Ronnie O’Sullivan is widely regarded as the most talented man to ever hold a snooker cue in his mercurial hands. Even before he turned professional in 1992, he was tipped for stardom, the child prodigy banging in his first century break aged 10, and his first maximum 147 at 15.

It was arguably a little slower than the world record five minutes and 20 seconds it took O’Sullivan to clear the table at the 1997 World Championship in Sheffield. But the evidence was clear, emerging from an era when Steve Davis and Stephen Hendry had dominated, this young hopeful from Essex was destined for greatness. Five world titles, seven Masters and five UK Championships – the first came when he was aged just 17 – hardly do his talent service. Just as comfortable playing left-handed as he is right-handed, his rapid playing style and adventure around the table quickly attracted an army of supporters.

While Davis and Hendry grafted for their titles, the genius that is O’Sullivan seemed to breeze along on natural talent in the early years.
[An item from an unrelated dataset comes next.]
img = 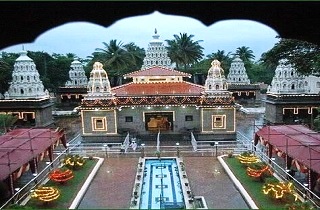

Off-table issues, dealing with depression, saw O’Sullivan work on his mental approach to snooker as he worked closely with sports psychiatrist Steve Peters. Now, though, O’Sullivan is in a good place in his life, trimming down his hectic schedule on the World Snooker tour and looking forward to life when he finally hangs up his cue. He has written his first novel, the excellent Framed, with a sequel coming out later this year called Double Kiss.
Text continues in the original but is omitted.